Can Someone explain VCA faders to me please?

Kids these days…

No, VCAs are not about summing and summing engines.

VCAs are about control.
Film orchestra example:

Orchestra recording, when mixing I want to be able to set all the tracks individually, but at the same time balance 1st violins, 2nd violins, violas, cellos, contrabass and decca tree. And I may also need to control the 1st, 2nd and violas as a unit, and cellos and contras as another, and ALSO. Control the level of the recorded contra basses together with the overdubbed synth bass, but I obviously want to keep the actual sounds separate as they go to different stems but the control needs to be related.
Mixing it down to many groups is unecessary and limiting. I may need one strings stem and one synth stem so I don’t want them mixed.

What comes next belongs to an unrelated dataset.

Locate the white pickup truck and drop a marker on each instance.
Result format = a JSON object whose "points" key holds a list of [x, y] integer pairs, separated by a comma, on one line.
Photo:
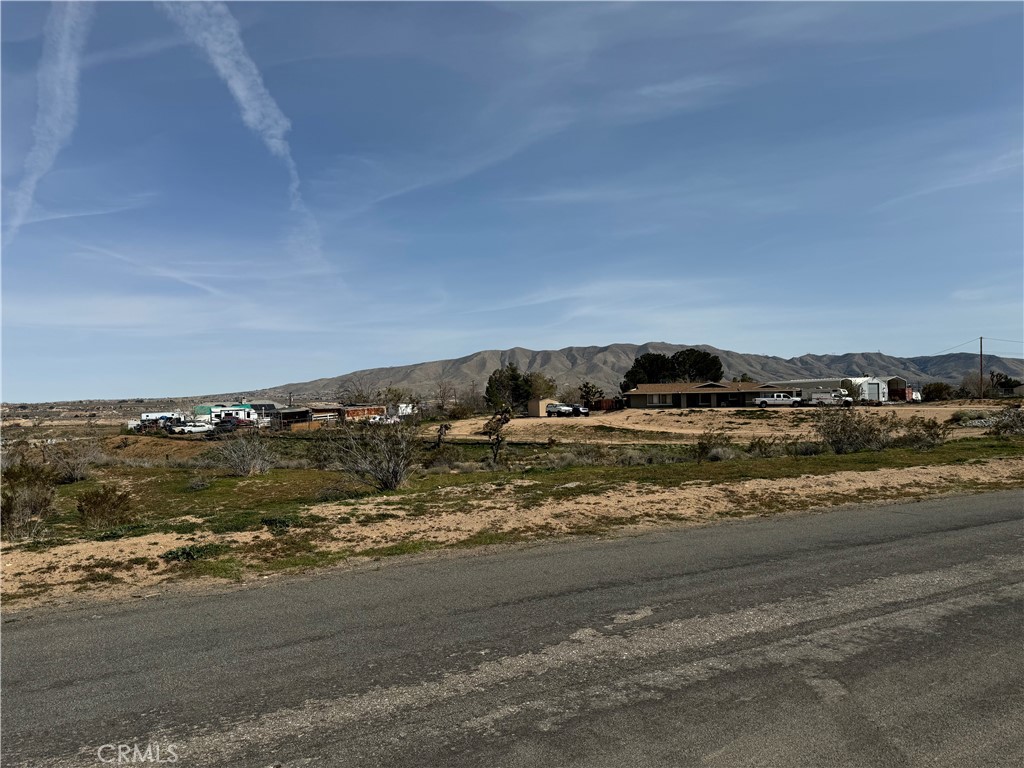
{"points": [[777, 398]]}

But I DO need the control.

Pop example:
Bgvox, I want to be able to control the BGvox on one fader, but the processing may be widely different, and I do not want to limit myself artistically by mixing them down using a group. I may also want to control the level of the BGvox together with the synth vocoder so the balance stays the same, but I do not want to mix them.

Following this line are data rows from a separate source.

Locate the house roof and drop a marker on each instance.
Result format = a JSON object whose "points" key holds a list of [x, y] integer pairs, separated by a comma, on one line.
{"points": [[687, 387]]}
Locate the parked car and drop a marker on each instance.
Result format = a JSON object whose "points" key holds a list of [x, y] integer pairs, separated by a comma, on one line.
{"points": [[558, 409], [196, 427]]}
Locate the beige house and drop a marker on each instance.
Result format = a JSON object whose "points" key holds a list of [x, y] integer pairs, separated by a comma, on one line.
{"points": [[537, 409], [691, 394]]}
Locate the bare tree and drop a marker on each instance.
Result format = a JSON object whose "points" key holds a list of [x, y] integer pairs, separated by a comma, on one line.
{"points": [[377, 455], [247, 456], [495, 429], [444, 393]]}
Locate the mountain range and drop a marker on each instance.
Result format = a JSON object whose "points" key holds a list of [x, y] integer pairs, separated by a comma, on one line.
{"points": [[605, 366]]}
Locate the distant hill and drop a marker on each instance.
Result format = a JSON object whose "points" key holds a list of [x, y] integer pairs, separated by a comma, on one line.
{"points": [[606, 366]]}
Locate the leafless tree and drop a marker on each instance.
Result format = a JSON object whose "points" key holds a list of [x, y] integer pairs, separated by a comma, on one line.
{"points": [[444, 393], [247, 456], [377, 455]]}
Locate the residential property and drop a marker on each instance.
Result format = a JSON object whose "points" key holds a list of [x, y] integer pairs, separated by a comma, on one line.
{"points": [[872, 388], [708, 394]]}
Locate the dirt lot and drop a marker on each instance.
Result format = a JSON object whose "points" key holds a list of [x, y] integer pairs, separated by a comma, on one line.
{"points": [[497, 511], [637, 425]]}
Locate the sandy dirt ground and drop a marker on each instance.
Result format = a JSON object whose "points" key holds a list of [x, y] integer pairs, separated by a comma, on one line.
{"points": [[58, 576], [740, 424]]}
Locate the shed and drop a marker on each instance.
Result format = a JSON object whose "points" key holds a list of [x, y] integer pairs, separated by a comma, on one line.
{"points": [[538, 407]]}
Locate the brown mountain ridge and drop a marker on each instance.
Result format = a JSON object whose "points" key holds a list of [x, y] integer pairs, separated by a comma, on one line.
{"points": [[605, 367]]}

I may want to control the level of all thrums, acoustic and electronic at the same time, but without mixing them.

And no, links and groups does not do the same thing. You may think it does, but it does not.

Maybe it’s only old farts like me that have used real large scale hardware consoles that all had VCAs that fully appreciate the functionality, and if it is true that it is coming in the next gen release, I will be very happy.

I promise that when you truly understand VCAs, you do not want to mix without them (although you can, I have made it without them for a long time, but have missed them all the time).
VCAs is one of the few things I envy the implementation of in PT.